Foi bom desentorpecer as pernas e deambular um pouco pelas ruas, poucas e pequenas, vendo o pobre comércio.
Acabámos por almoçar na esplanada de uma tasca rústica com um menu de prato único encomendado pelo comandante, prato esse que tivemos a possibilidade de escolher, claro. Ou esse, ou fomeca. Mas estava bom, com massa de fitas e peixe, muito condimentado, mas eu e o meu filhote estávamos já habituados a essas aventuras gastronómicas.
E mais ilhotas calcárias que misteriosamente emergiam do mar, verdejantes de vegetação, umas atrás das outras, numa visão própria de sonho.
Porém, com desconfiança, sempre ia dando uma vista de olhos nos muitos barcos e barquinhos que estavam por ali. Piratas?
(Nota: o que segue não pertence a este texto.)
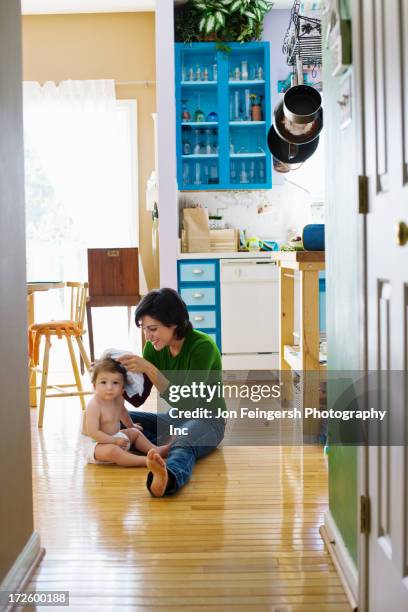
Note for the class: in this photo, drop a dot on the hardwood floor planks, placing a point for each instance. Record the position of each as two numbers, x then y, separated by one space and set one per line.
243 535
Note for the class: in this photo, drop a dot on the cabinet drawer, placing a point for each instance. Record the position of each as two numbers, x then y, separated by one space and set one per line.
198 296
212 335
197 272
203 319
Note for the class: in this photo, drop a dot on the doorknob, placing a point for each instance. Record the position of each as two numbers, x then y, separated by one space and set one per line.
402 233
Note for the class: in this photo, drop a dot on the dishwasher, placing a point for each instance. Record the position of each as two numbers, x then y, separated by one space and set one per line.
249 313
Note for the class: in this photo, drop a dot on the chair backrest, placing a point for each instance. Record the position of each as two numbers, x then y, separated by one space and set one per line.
113 276
78 293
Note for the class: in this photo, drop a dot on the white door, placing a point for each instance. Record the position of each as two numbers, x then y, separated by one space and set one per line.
249 307
385 80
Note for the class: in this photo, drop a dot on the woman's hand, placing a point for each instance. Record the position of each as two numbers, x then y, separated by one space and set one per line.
121 442
133 363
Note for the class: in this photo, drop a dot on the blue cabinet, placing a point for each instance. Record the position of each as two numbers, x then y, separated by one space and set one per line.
223 116
199 287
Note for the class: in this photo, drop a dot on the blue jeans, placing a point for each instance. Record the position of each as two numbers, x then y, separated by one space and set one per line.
202 437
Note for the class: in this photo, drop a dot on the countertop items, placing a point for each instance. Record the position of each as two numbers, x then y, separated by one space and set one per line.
304 356
234 255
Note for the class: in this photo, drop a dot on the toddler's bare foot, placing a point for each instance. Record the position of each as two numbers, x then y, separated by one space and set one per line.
163 450
157 465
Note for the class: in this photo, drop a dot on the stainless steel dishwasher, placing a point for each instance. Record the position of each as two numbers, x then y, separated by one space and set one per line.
249 313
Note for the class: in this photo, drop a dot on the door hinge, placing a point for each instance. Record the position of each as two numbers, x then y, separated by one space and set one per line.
363 195
365 514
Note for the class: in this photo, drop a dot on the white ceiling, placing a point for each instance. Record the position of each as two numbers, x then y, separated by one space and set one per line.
284 4
36 7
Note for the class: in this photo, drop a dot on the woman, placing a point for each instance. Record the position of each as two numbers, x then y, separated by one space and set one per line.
176 354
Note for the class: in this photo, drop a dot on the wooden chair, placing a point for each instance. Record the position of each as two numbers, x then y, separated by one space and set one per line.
113 277
68 329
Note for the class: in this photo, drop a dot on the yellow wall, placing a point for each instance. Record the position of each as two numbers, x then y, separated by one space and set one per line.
119 46
16 505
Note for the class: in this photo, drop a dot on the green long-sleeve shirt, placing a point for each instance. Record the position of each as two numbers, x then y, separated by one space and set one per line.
199 361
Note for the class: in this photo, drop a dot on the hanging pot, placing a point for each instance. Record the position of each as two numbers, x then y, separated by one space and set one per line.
288 153
295 133
302 104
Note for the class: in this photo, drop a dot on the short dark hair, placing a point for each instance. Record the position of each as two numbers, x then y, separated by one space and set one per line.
107 364
165 305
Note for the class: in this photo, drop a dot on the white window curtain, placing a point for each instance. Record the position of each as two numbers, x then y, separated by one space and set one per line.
77 180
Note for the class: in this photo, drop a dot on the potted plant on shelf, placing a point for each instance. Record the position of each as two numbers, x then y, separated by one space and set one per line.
221 20
256 107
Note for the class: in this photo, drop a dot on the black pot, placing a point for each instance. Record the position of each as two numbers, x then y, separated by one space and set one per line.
283 127
302 104
290 153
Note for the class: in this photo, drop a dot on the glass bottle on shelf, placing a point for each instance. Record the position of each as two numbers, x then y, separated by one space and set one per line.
205 178
215 142
199 115
261 172
208 148
196 149
213 175
233 172
197 173
244 70
236 106
186 173
186 147
252 172
243 176
247 116
185 113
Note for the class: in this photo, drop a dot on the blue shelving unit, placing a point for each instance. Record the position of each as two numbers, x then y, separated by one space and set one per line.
221 137
199 287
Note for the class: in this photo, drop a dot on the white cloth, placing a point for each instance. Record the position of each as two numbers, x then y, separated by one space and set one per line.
135 382
90 445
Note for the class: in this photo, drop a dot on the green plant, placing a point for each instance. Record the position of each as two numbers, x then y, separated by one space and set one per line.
225 20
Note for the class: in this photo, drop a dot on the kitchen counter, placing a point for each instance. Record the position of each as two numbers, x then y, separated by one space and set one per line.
231 255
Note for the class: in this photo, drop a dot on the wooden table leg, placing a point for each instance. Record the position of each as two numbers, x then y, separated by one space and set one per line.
90 331
309 345
32 376
286 327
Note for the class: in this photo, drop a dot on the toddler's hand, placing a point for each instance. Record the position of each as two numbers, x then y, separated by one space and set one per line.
121 442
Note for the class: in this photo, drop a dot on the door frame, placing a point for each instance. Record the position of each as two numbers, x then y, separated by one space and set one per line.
363 460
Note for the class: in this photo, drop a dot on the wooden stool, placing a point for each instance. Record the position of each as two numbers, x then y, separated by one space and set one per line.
68 329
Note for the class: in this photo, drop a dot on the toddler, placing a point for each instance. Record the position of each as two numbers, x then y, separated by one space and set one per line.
104 412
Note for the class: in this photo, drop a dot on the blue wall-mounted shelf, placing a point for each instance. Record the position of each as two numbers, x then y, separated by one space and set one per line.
221 138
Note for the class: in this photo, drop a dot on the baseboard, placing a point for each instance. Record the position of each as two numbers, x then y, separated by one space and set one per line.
341 558
23 567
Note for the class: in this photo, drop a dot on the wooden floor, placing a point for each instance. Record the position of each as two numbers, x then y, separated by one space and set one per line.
243 535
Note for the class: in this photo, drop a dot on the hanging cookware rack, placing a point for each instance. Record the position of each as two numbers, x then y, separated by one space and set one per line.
303 39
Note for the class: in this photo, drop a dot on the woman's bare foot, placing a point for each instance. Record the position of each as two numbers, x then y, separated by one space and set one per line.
163 450
157 465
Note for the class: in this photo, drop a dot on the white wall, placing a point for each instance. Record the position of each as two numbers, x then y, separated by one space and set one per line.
16 506
166 143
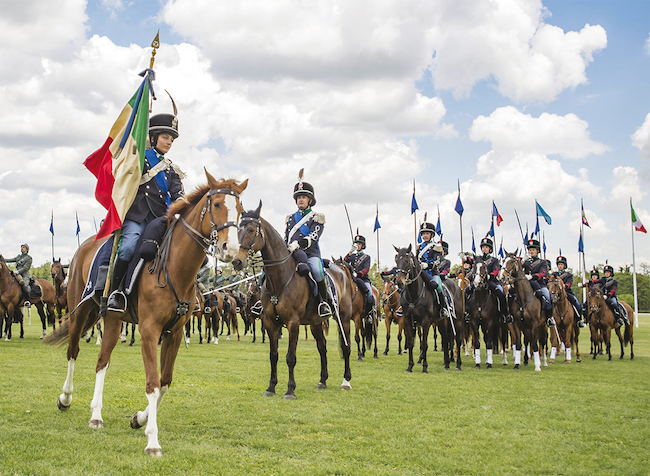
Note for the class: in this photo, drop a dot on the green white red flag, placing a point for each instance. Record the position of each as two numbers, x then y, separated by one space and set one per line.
638 226
119 162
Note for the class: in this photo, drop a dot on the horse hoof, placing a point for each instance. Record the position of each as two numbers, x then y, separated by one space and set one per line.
61 406
134 421
96 424
153 451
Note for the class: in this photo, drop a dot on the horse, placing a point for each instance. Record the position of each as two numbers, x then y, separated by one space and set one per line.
361 324
288 300
164 299
566 328
421 308
60 289
392 311
526 310
484 312
601 318
253 309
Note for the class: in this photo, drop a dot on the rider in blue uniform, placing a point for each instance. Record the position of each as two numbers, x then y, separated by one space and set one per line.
430 255
360 263
302 234
494 285
155 194
567 279
536 270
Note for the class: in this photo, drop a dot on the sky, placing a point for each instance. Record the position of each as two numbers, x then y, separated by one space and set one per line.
513 100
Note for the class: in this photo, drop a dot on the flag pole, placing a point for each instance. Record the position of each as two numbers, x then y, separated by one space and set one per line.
636 299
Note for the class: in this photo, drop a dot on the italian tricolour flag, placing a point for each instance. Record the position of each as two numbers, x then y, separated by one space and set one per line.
638 226
119 162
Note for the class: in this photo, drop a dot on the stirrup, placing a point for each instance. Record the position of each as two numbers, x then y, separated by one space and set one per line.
324 310
257 308
116 301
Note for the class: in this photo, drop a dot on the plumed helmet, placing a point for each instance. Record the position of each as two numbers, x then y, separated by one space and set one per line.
533 244
426 226
163 123
304 188
487 242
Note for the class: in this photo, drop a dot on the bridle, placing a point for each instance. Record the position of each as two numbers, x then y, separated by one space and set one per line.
212 240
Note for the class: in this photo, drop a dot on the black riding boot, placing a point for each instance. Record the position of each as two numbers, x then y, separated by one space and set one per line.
117 299
324 308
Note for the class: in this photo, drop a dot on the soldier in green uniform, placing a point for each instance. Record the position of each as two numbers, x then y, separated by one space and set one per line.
23 264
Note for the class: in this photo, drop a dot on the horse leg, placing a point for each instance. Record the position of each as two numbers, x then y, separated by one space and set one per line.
112 329
273 333
293 328
321 344
424 345
387 320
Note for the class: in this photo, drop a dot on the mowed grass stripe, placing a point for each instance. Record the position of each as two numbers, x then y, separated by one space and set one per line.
587 418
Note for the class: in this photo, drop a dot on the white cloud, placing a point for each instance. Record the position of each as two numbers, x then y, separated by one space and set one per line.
641 138
510 130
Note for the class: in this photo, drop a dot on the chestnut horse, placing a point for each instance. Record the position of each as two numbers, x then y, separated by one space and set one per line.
287 300
421 308
602 321
164 300
361 324
565 322
60 289
392 311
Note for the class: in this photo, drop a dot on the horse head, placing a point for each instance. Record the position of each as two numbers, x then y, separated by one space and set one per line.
216 208
407 268
555 286
249 236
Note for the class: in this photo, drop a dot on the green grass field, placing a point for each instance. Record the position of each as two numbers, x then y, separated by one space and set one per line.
589 418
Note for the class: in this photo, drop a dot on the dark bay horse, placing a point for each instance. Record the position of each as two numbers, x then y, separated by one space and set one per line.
602 321
421 308
164 299
361 324
526 310
288 300
60 289
566 327
484 313
392 311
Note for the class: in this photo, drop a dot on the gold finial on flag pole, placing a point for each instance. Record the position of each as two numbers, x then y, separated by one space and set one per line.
155 44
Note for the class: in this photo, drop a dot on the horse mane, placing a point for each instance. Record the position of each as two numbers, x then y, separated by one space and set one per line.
198 193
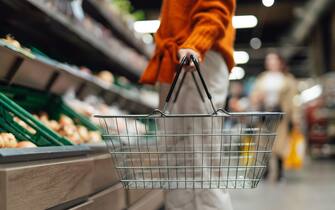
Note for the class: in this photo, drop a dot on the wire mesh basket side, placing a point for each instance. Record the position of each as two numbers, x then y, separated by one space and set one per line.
190 151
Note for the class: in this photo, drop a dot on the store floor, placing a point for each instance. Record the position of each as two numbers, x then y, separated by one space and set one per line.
311 189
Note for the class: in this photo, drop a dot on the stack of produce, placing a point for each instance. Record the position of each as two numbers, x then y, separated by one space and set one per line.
8 140
65 126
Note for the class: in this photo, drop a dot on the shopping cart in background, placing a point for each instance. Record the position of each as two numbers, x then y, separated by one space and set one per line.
190 151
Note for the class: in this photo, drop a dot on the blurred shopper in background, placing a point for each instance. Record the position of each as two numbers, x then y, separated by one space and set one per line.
237 100
204 29
274 91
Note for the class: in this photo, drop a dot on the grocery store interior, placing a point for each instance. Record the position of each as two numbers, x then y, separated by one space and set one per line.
71 105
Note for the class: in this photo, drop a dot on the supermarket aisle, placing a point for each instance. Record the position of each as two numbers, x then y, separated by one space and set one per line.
310 190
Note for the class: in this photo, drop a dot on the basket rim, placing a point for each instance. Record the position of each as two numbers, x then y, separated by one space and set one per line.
167 115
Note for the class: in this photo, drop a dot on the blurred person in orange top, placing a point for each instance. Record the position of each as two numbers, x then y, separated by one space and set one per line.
202 28
274 90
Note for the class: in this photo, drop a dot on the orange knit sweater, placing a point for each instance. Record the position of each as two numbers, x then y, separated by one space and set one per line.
197 24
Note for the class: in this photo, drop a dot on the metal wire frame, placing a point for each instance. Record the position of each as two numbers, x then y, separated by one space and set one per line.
190 151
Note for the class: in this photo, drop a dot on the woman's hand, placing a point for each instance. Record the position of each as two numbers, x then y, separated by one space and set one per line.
188 52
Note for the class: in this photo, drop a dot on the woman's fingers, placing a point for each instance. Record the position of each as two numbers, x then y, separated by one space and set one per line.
188 52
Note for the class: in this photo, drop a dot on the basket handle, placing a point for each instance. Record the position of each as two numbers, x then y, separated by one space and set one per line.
185 60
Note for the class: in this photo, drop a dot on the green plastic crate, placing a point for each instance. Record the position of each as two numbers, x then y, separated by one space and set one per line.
42 135
36 101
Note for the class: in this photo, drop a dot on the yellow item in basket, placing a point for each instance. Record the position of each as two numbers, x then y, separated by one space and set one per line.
248 148
296 151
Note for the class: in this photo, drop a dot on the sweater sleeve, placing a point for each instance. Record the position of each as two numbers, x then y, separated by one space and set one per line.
209 22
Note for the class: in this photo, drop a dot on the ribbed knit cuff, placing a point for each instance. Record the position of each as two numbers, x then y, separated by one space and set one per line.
201 39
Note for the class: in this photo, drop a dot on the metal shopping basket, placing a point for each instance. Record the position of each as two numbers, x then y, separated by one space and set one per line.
189 151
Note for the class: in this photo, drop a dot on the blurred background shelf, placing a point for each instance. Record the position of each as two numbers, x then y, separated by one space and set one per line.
65 38
97 9
49 75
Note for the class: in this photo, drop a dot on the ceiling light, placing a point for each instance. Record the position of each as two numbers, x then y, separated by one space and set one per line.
147 38
244 21
151 26
146 26
255 43
311 93
268 3
237 73
241 57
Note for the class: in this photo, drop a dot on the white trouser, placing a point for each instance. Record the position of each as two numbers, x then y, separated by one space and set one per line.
215 73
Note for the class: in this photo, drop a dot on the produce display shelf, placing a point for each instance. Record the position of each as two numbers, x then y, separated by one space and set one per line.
112 21
75 38
49 75
42 153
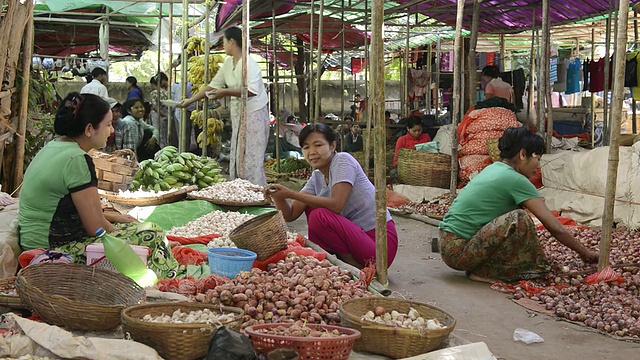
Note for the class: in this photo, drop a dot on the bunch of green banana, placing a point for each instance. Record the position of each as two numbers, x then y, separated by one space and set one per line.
171 169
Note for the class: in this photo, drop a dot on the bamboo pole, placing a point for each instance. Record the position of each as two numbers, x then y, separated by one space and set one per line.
378 108
607 71
532 78
242 137
170 111
184 138
546 50
27 51
593 98
316 103
614 148
207 45
457 90
276 111
471 56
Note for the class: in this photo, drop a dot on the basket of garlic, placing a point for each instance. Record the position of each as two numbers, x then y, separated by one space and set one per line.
235 193
179 330
394 327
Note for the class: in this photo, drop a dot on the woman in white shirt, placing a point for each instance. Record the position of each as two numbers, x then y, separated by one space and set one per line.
228 82
96 85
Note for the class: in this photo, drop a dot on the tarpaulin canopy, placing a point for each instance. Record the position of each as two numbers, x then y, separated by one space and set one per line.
509 16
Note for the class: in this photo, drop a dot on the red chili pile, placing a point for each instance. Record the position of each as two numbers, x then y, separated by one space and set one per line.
297 288
612 307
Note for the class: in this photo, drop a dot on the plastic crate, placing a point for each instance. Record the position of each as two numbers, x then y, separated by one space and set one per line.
229 262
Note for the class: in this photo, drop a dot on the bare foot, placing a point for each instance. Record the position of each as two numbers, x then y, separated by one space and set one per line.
475 277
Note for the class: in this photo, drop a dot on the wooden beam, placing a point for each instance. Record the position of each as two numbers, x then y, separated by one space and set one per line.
614 147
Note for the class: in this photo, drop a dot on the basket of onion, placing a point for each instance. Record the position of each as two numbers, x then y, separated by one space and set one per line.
310 341
394 327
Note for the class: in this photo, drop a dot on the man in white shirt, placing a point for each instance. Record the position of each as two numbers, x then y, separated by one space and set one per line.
96 85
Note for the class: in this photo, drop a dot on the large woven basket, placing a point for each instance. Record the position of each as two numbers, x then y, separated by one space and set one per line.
115 171
394 342
420 168
176 341
78 297
265 235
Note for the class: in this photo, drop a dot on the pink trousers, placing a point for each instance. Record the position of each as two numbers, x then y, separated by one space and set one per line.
338 235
A Baía de Há Long era uma zona de mar, parte do Mar da China, com o Vietname de um lado e a ilha de Hainan (Hainão), chinesa, do outro. Esta configuração oferecia uma reentrância protegida pelos dois países.
Mas sendo protegida, como explicar a presença daqueles fora da lei?
A questão está aí. Temos sempre a tendência para considerar os outros à nossa imagem. Vemos comunidades organizadas, com os mesmos elementos que nós, com os seus órgãos de governo e instituições e imaginamos que elas funcionam da mesma forma como aquelas que conhecemos. Mas não.
A margem de autonomia, por exemplo, entre os governos locais e o central é tão grande que alguns, como na China, estão à margem da lei e procedem como desejam e, em muitos casos, em proveito dos seus líderes.
É muito famoso o caso do enorme petroleiro (não era um barquinho de recreio) que foi capturado em águas internacionais e depois identificado num porto do sul da China. Nem se deram ao trabalho de pintar o nome ou substituir as boias que o identificavam.
O mar alto, ainda é terra de ninguém e sem grande controlo.
Por tudo isto, encostado à amurada, já no caminho de regresso, não deixava de olhar as outras embarcações com desconfiança e muita precaução. Não sei porquê, defendia-me à dentada?
Entretanto o capitão aproximou-se e perguntou: mais um último mergulho?
Para o diabo com a piratagem!
O Vietname era, para mim, uma incógnita, até à leitura desta crónica. Agora, já lhe começo a vislumbrar as belas paisagens e a grande cultura de um povo resistente, que o olhar perscrutador do cronista nos revela.